Comencé varios cuentos. En uno, una mujer encontraba la máquina de la felicidad, que se parecía a la máquina que hace ping de los Monty Phynton, y hasta allí llegaba. En otro había un Papá Noel real en un geriátrico judío por motivos que no voy a revelar porque sé que algún día escribiré ese cuento. En otro tanteaba el tema de la incomunicación. También hice la trampa de escribir textos totalmente dialogados, que como saben me salen con cierta facilidad.
Pero nada. Uno puede escribir cien cuentos, y tener la certeza de que ninguno merece la publicación.
Le escribí entonces a Sergio un mail preguntándole si el cuento podía llegar a las 450 palabras (porque además todos mis intentos superaban el límite establecido). Pasaron los días y Sergio no me respondió. Yo supuse que el mail no le había llegado porque hasta el momento me había contestado todas mis dudas al toque (fue así, nunca le llegó), pero además suponía que no podría hacer otra cosa que decirme que no. Si le pedís a cien autores cuentos de unas 250 palabras, no podés comenzar a ofrecer excepciones. No puede haber en un libro cuentos así, y de pronto uno asá. Lógica pura. Ética laboral.
Así que tiré la toalla. Yo era una escritora de textos largos. La única otra vez que rechacé un pedido fue cuando me solicitaron un cuento con animales -para chicos- para una antología. Ni lo pensé. Dije que no porque odio los cuentos con animales. Y más si hablan.
(El concurso de Imaginaria -segundo lugar-, sin embargo, lo gané con un cuento de animales que hablan).
Nunca digas nunca.
Creo que el último día para entregar los cuentos era el 30 de septiembre. El 29, entonces, me senté frente a la computadora y me dije que si me consideraba escritora, me tenía que salir. Que darme por vencida era de cobardes. De ineptos. De fracasados. Los riesgos existen para ser tomados. Los desafíos son los que te hacen crecer.
Además, hay algo en la fecha límite que me estimula. Yo digo que es un resabio de la práctica periodística. Pero no estoy segura. Siempre tomé decisiones sobre la fecha límite. Estudiaba el último día. Me pasó lo mismo con el cuento "Alas para la Paloma" con el gané el premio Colihue en el ´92. Lo escribí el día que cerraba el concurso y tuve que ir a llevarlo a la editorial personalmente.
Volviendo a la antología, le dije a mi marido ese día que no contara conmigo. Que alejara a los niños, y puse mi mente en modalidad "puedo hacerlo, cuento cortísimo".
¿Pero qué corno iba a escribir?
¿Qué era lo que me estaba picando? ¿Lo de la máquina de la felicidad, el Papá Noel, un diálogo desopilante? No... lo que me provocaba escozor, lo que estaba ahí a punto de explotar, era el tema de las doscientas cincuentas palabras. Eso era lo que me obsesionaba. 250 palabras. Así que comencé a jugar con eso. ¿Qué me pasaba a mí, como escritora, al tener que escribir un cuento de doscientas cincuenta palabras? Puse la mente en blanco y largué. A ver qué salía. Y a medida que escribía eso de "me pidieron un cuento de doscientas cincuenta palabras", me dí cuenta de que para que todo tuviera sentido, el cuento debía tener 250 palabras. No 249. Tampoco 251. 250 exactas.
Como desafío era insuperable. El riesgo llevado a su máxima potencia. La gran lucha contra la imposibilidad.
Fui escribiendo y contando palabras. Lo hice.
Enseguida se lo envié a Sergio. Le gustó. Lo publicó.
El libro se llama "Grageas" y son 100 cuentos breves de todo el mundo. De autores conocidos y desconocidos.

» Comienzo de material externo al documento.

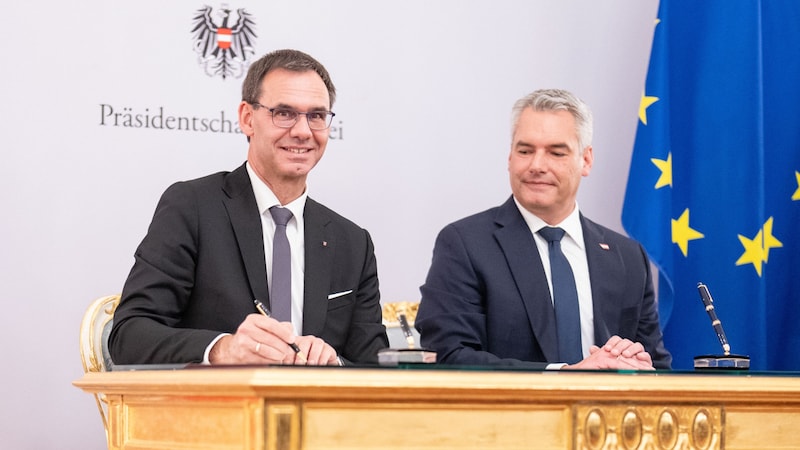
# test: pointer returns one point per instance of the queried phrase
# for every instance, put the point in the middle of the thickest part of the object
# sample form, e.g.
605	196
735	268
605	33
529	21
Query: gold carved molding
639	427
391	310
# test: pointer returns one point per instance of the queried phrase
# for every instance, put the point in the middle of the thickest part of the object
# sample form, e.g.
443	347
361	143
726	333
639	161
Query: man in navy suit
487	297
189	296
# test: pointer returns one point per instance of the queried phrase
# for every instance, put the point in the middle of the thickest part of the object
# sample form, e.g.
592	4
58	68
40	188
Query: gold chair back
95	328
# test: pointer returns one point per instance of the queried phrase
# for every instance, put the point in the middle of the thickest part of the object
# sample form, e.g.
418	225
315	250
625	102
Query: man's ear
246	113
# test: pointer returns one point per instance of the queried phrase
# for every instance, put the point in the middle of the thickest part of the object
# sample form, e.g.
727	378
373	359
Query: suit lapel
240	203
320	243
516	242
601	259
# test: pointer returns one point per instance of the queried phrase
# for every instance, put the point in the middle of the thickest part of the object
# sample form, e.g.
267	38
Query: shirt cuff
206	362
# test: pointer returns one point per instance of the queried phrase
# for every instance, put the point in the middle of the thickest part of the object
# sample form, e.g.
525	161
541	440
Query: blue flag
713	192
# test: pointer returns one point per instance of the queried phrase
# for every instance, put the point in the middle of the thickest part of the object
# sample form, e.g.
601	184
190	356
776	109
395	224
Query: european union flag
714	187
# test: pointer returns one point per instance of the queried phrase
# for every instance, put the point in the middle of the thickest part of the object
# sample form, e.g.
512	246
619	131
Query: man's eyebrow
313	108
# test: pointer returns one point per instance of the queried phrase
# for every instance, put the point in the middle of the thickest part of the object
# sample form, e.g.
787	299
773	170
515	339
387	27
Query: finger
633	349
611	343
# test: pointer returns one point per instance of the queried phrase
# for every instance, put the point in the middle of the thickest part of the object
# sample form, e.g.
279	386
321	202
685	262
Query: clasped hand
264	340
617	353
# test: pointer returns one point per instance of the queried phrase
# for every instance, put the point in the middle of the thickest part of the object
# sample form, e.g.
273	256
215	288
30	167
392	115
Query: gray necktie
280	298
565	299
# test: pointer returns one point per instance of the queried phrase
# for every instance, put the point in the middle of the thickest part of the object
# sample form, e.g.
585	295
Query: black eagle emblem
223	49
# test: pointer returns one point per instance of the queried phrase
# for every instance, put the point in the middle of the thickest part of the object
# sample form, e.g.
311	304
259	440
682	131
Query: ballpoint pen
708	302
263	310
401	317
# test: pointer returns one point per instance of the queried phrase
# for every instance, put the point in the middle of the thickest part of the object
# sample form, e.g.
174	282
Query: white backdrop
425	91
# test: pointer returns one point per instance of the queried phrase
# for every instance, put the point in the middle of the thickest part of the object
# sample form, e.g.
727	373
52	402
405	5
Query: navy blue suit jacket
202	263
486	300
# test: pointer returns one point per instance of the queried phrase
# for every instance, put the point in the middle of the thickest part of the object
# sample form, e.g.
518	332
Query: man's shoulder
604	233
213	181
319	211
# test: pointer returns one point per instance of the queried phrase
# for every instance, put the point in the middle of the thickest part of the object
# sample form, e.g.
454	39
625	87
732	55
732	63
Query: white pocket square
338	294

A Sergio, gracias por creer en mí y desafiarme.

Para todos ustedes:
para el arbolito, para la janukia, para los zapatitos, va abajo, de regalo. Ojalá lo disfruten.

¡¡¡Escribí un cuento cortísimo!!!! ¡¡¡Escribí un cuento cortísimo!!!!

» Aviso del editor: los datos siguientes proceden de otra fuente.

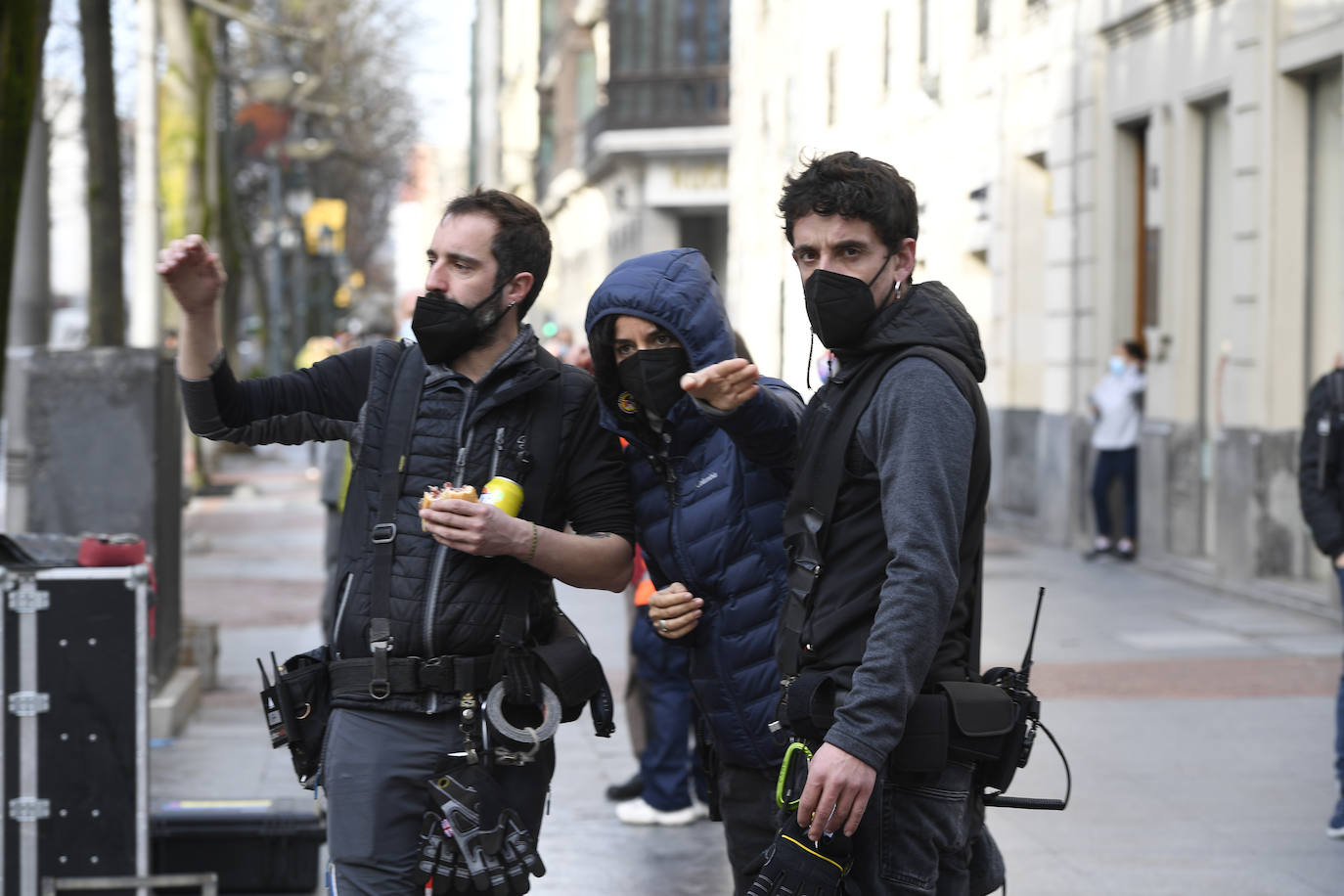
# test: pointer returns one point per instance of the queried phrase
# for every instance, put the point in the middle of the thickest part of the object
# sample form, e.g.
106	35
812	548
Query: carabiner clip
787	788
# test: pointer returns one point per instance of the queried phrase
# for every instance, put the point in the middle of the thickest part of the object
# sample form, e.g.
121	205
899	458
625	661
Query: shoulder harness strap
408	381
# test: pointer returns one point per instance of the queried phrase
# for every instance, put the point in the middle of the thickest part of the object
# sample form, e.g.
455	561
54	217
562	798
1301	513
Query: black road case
74	727
254	845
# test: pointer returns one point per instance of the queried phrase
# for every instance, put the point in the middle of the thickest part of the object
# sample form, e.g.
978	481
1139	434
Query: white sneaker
636	812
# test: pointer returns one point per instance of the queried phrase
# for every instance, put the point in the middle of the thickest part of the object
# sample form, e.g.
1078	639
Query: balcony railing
668	100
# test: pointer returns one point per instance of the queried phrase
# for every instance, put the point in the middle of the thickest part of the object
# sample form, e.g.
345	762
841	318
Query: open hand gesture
726	385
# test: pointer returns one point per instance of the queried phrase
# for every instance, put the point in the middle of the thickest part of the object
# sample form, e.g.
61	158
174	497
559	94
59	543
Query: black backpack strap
546	416
408	381
818	482
816	486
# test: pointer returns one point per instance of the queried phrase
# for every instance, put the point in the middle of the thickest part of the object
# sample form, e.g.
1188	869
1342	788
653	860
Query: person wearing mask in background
1320	484
1117	405
884	531
710	460
428	593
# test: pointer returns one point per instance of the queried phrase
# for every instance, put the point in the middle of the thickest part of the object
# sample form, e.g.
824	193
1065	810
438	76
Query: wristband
532	553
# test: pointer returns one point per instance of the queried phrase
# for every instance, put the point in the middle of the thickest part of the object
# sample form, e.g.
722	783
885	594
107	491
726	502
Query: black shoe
629	790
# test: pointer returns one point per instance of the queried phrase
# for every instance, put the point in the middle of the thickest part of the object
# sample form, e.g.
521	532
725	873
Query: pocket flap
980	709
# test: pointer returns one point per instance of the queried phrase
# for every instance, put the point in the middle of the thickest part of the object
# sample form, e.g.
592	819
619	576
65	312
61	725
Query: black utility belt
962	720
409	676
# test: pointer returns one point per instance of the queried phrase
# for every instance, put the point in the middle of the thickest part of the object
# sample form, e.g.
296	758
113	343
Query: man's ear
517	288
905	256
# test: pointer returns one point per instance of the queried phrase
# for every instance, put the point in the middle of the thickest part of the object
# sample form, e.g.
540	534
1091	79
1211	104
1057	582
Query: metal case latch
29	809
28	702
28	598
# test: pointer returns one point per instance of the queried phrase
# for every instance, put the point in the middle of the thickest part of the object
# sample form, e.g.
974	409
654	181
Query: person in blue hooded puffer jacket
710	458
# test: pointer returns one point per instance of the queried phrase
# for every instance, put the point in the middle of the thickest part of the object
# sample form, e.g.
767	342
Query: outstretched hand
836	792
726	385
193	273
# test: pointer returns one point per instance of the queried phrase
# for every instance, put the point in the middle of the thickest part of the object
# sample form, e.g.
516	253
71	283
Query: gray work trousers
376	767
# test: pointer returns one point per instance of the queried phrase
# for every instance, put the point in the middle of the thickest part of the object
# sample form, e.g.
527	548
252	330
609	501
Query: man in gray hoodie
898	531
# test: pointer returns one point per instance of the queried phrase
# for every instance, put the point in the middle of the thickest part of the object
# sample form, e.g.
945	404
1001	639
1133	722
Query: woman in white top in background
1117	405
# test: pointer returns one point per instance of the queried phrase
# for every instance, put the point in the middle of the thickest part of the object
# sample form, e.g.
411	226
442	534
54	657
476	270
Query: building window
669	62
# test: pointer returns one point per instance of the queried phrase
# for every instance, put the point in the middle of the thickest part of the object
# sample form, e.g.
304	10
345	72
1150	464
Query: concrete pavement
1197	726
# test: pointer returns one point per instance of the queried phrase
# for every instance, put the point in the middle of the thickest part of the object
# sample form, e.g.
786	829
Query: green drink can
503	493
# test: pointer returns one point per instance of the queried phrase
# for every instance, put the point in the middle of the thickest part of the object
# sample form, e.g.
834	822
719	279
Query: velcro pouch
923	745
566	664
981	718
297	707
811	704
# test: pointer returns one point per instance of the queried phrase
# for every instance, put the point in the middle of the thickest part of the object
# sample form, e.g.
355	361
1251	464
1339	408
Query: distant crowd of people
798	576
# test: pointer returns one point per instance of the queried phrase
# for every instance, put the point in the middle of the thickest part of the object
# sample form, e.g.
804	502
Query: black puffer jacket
441	601
1320	470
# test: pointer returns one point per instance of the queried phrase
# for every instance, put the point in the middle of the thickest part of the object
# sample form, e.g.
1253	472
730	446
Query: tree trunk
107	297
23	28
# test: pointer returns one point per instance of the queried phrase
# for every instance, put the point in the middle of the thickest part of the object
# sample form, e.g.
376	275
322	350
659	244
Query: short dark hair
523	242
852	186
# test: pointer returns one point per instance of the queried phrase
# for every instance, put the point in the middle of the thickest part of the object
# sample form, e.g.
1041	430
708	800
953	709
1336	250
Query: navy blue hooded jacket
708	495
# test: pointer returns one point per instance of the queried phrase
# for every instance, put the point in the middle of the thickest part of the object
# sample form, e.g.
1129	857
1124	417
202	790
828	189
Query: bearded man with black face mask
710	460
884	532
441	607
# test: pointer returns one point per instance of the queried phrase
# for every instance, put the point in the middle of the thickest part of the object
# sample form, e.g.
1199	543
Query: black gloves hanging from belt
797	867
470	841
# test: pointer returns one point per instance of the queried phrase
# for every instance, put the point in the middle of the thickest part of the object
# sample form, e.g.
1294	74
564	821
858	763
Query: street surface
1199	726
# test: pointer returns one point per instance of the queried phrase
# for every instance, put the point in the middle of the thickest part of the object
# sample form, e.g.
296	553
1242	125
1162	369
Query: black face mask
653	379
840	306
446	330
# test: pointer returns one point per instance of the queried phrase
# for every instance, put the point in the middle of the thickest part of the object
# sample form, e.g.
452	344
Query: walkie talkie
1019	740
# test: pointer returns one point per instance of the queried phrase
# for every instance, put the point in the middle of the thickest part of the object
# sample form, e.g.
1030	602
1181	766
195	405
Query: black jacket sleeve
593	479
316	403
1322	496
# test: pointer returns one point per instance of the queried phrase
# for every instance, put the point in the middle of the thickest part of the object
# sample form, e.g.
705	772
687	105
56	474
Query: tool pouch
297	705
807	707
566	664
963	720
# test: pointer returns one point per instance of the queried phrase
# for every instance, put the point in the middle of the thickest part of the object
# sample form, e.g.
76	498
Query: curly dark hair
852	186
523	242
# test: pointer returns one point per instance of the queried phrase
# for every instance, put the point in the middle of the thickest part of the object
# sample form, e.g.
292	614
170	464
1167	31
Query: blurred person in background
1117	406
710	458
1320	481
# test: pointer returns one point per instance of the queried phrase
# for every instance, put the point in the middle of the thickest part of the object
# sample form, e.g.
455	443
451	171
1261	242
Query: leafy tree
107	297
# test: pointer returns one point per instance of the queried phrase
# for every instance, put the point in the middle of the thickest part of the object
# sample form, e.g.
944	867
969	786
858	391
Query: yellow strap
826	859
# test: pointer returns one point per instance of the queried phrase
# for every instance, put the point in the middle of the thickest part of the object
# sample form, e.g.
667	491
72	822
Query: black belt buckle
434	675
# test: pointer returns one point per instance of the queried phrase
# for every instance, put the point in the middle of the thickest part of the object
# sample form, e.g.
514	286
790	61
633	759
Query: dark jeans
376	767
665	763
1122	464
924	835
750	819
1339	711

(¡Y compren el libro, está muy bueno! En la librería del Instituto Movilizador de Fondos Cooperativos, Av. Corrientes 1543, y en otras que no me acuerdo).

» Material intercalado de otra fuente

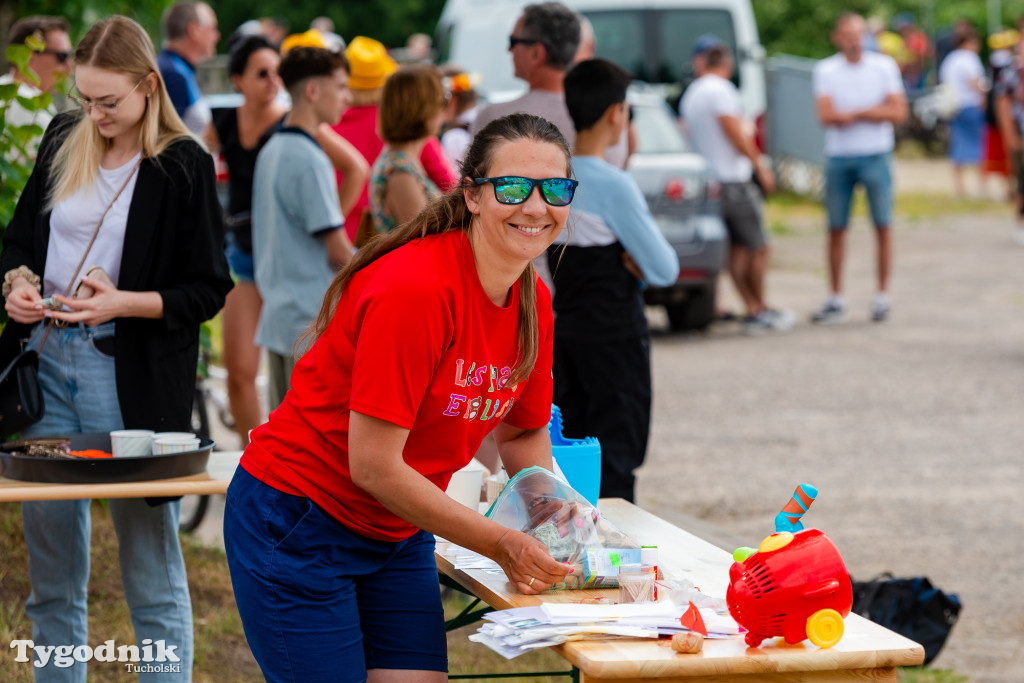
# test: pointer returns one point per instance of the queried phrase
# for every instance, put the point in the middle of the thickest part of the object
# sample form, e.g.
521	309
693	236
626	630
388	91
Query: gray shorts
741	211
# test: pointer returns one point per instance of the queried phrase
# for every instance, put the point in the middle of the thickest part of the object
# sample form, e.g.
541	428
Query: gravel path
912	430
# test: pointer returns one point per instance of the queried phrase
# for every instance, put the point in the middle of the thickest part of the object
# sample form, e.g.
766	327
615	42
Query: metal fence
796	138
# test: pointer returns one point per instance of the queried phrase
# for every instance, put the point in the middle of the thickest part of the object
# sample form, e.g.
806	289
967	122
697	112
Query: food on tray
91	453
50	446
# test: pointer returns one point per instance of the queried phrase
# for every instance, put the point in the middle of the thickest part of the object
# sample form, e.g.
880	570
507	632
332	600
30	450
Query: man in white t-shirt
965	74
47	68
859	95
713	113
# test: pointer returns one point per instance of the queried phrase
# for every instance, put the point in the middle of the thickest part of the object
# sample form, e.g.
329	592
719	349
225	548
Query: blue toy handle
790	518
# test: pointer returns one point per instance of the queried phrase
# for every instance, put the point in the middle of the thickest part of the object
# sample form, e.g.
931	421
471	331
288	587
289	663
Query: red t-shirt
417	342
358	126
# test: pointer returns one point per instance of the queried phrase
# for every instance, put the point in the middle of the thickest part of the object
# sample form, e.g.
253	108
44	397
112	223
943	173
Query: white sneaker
1019	235
880	310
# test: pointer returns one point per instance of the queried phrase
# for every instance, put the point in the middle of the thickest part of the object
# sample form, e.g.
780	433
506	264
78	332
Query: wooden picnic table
866	652
218	474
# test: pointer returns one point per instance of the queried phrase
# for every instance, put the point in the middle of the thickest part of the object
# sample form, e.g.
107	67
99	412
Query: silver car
680	193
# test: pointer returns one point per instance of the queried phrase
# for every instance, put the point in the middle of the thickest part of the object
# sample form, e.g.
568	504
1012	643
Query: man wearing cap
189	37
46	68
370	65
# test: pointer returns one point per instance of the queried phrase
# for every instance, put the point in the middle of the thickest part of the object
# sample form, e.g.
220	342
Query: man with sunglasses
47	68
601	359
190	37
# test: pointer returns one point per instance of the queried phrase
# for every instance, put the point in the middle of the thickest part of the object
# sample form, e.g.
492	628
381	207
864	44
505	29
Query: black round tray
103	470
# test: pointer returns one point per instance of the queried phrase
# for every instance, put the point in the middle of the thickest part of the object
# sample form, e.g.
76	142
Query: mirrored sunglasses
60	55
516	189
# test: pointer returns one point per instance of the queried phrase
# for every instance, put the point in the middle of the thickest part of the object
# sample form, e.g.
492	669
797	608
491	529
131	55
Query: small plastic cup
131	442
169	444
182	435
636	583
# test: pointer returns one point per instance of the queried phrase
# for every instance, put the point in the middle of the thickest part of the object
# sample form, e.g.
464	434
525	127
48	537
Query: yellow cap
311	38
369	63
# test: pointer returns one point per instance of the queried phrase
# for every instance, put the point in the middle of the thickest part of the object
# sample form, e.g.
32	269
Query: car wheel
694	312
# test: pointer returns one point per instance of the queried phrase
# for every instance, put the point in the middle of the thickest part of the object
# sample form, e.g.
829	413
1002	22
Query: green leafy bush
18	142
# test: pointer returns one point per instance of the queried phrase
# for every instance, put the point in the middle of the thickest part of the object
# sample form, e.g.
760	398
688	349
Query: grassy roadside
221	652
786	213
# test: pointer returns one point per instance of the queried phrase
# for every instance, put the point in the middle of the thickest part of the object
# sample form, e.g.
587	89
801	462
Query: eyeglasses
60	55
110	109
513	41
516	189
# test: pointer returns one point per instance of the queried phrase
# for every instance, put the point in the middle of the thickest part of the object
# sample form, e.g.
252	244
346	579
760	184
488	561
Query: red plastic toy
795	586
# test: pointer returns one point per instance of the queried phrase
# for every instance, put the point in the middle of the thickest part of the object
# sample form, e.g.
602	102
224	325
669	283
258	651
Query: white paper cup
466	484
158	435
131	442
168	444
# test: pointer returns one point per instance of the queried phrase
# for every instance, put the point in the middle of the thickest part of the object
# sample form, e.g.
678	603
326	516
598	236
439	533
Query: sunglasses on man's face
60	55
514	40
516	189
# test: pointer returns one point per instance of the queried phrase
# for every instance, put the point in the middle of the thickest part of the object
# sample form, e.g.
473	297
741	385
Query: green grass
787	213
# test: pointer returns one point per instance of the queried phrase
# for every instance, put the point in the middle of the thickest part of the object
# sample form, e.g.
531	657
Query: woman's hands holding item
23	303
108	303
527	564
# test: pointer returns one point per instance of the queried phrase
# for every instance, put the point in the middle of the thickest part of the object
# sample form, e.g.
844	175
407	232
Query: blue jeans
82	397
844	173
321	603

DOSCIENTAS CINCUENTA PALABRAS

Me pidieron un cuento de 250 palabras. No es mucho. La palabra está devaluada. En el caso de una novela se hace precio por mayor. Pero en los cuentos cortísimos a uno no le queda más remedio que contabilizar hasta las comas. De eso vivo. Con 250 palabras te alcanza para medio kilo de picada y una ensalada.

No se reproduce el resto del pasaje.